In a full-on labor it is so hard to remember whether your desire is based on your idea of a natural birth or actual evidence based research about what is best for your baby. It comes as a shock to most parents after the fact, that their provider is not obligated to practice in line with the latest research or even to follow the recommendations of the ACOG.
Culturally we are conditioned (especially as women) to mediate and avoid conflict., but principles that are in conflict inevitably become exposed sooner or later. When it comes to birth, isn't it better to find out that your practice doesn't support your desire for birth before you go into labor? An important question for mothers to consider during their prenatal OB visit is not only whether their provider can support their birth plan, but what about the rest of his/her practice? Mother's should also ask their providers whether the hospital staff where they practice are supportive of your your birth choices in general.
It is SO important moms and dads, to remember that you are indeed a consumer of health care. I typically tell my clients that you don't have to invite them to Thanksgiving dinner, and that patients switch practices is all the time- for so many different reasons. Often it's for a difference in philosophy about birth, but that is only one among reason.
If you feel anything less than 100% supported by your care provider, then the most important thing that you can do is address it. Either through a conversation about your expectations for the doctor you've hired, or simply moving to a practice more in line with your desires for birth. If you're a follow-up kind of mom, write them a letter explaining why after the fact.

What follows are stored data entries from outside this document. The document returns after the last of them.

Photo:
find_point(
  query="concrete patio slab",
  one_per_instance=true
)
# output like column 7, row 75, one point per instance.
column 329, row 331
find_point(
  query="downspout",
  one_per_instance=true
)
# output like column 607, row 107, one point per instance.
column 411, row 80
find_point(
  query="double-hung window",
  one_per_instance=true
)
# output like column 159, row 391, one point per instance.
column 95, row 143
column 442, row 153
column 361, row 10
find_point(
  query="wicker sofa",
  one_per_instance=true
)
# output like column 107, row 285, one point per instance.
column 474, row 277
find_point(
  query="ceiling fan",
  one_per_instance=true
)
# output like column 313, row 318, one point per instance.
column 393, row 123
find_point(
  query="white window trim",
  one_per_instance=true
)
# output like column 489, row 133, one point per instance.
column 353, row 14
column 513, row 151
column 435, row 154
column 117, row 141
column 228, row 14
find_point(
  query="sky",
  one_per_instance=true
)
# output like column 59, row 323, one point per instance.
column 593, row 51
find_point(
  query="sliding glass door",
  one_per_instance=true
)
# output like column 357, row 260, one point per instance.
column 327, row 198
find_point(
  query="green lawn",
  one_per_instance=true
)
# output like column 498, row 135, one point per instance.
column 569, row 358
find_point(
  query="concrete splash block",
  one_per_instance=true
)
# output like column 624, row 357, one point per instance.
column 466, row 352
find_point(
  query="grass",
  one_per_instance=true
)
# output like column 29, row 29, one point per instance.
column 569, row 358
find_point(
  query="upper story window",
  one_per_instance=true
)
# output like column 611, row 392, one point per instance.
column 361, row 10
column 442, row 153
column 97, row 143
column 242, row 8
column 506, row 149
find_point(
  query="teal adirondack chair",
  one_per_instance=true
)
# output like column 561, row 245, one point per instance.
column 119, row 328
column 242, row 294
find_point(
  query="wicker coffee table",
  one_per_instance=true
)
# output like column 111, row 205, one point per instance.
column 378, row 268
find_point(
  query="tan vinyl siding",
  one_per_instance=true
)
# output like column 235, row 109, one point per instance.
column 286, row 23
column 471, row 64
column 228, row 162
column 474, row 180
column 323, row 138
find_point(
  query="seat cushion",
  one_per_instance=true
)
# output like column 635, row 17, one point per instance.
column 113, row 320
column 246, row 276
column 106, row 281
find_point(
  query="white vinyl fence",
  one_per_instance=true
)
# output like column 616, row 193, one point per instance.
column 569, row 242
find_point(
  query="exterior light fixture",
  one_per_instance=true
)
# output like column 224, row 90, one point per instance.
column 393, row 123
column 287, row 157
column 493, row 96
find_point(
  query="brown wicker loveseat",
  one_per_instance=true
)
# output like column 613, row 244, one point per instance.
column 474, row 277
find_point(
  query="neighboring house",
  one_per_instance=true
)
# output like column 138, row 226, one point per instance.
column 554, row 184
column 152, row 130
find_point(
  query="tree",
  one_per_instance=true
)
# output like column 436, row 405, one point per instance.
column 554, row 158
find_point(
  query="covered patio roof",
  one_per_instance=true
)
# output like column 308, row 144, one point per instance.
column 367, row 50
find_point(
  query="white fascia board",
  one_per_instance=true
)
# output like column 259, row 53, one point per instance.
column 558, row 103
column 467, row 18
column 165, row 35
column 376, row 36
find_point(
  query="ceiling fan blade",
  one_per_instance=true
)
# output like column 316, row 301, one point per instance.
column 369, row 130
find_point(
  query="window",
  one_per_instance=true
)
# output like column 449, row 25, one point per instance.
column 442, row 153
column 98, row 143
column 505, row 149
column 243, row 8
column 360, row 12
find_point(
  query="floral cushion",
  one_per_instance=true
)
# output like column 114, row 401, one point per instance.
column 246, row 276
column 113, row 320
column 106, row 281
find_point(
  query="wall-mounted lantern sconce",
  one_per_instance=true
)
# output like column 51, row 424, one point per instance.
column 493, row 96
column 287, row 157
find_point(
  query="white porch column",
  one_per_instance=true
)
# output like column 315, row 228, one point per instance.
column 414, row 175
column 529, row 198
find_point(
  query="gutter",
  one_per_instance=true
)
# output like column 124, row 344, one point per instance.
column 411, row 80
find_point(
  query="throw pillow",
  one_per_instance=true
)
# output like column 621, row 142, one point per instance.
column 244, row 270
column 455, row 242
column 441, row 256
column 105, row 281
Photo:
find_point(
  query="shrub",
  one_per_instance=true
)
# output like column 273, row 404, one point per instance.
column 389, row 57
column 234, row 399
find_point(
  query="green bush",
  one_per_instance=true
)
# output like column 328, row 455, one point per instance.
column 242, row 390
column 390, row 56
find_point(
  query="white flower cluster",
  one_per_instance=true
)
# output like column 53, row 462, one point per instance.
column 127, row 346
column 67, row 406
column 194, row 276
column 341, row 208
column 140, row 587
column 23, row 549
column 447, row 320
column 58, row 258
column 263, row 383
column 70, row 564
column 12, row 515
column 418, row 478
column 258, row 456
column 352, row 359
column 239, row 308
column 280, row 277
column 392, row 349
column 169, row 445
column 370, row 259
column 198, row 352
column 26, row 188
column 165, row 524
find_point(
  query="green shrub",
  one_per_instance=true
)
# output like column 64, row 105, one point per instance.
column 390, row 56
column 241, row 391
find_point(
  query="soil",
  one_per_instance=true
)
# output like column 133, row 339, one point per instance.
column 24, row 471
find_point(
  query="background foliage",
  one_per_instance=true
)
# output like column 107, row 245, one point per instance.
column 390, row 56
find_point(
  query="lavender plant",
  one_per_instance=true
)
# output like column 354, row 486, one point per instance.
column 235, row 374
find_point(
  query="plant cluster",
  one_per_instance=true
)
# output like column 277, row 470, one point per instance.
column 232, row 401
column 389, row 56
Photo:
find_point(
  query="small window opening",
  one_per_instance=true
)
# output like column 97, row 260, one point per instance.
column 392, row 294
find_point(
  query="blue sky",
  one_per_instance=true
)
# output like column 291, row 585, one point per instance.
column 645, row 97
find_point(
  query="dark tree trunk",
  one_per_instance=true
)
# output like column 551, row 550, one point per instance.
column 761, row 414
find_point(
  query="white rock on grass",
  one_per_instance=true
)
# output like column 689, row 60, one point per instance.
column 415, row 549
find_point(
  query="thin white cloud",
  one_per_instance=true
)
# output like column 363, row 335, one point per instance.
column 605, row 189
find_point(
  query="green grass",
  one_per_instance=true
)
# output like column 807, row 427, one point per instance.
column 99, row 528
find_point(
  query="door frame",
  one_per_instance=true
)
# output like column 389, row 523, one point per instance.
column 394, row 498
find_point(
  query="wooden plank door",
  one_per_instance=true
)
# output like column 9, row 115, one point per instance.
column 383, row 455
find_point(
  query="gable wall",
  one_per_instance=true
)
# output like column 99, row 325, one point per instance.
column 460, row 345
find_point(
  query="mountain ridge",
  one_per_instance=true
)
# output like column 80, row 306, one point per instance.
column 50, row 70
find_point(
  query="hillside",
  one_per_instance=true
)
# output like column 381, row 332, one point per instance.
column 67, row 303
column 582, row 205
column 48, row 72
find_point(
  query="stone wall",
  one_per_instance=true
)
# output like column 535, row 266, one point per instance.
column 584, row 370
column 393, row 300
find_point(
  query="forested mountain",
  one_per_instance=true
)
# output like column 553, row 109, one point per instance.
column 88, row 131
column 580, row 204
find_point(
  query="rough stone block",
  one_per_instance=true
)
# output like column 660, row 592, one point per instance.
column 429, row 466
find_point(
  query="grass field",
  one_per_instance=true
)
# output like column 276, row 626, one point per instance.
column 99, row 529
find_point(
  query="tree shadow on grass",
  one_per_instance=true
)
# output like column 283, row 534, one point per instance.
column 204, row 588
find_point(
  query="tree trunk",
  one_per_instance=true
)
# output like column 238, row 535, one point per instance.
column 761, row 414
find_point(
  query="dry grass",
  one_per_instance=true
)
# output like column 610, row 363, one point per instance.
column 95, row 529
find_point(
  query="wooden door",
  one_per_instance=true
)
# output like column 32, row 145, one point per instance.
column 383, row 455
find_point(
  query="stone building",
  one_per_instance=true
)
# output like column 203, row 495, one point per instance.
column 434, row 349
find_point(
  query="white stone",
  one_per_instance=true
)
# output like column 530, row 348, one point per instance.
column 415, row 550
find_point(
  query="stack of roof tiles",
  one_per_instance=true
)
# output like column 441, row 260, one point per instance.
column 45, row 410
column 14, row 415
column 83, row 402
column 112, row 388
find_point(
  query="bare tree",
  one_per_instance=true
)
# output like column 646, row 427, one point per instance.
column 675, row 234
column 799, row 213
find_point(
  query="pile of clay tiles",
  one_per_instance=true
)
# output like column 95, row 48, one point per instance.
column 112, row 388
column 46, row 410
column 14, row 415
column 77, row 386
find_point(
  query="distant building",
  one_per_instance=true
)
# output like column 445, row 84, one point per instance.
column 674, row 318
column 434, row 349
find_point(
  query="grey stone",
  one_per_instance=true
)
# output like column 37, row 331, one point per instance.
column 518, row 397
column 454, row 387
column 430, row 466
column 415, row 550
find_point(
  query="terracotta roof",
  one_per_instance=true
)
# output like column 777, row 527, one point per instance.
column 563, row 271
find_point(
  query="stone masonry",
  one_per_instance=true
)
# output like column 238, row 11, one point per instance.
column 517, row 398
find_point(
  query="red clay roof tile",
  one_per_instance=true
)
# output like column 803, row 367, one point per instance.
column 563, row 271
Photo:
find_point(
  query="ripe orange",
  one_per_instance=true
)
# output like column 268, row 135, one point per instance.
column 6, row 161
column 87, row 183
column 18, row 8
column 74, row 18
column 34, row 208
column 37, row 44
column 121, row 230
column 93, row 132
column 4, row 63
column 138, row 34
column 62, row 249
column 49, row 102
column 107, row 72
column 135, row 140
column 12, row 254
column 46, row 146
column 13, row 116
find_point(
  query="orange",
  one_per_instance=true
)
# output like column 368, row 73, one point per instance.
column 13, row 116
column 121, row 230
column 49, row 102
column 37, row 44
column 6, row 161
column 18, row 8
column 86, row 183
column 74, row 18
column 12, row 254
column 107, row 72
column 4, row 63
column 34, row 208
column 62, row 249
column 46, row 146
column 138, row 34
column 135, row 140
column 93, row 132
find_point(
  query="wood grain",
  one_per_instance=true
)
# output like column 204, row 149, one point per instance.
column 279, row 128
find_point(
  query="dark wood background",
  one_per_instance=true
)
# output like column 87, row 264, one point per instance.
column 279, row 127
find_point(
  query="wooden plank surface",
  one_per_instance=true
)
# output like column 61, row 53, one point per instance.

Mom, you can also just say "No" when provided with an option that you don't desire. Whether it's changing from all fours to being on your side to make your provider less achey, or declining a hepatitis vaccination for your newborn child. When you are informed about the benefits and the risks of your choices you can make these decisions in conjunction with a provider rather than in spite of them.
I'm here to help you get informed about birth, and how empowering a partnership with your care provider can be. This is also why I offer to attend a prenatal appointment with you if you would find it helpful. Let's make a team that works. For your baby, and for you.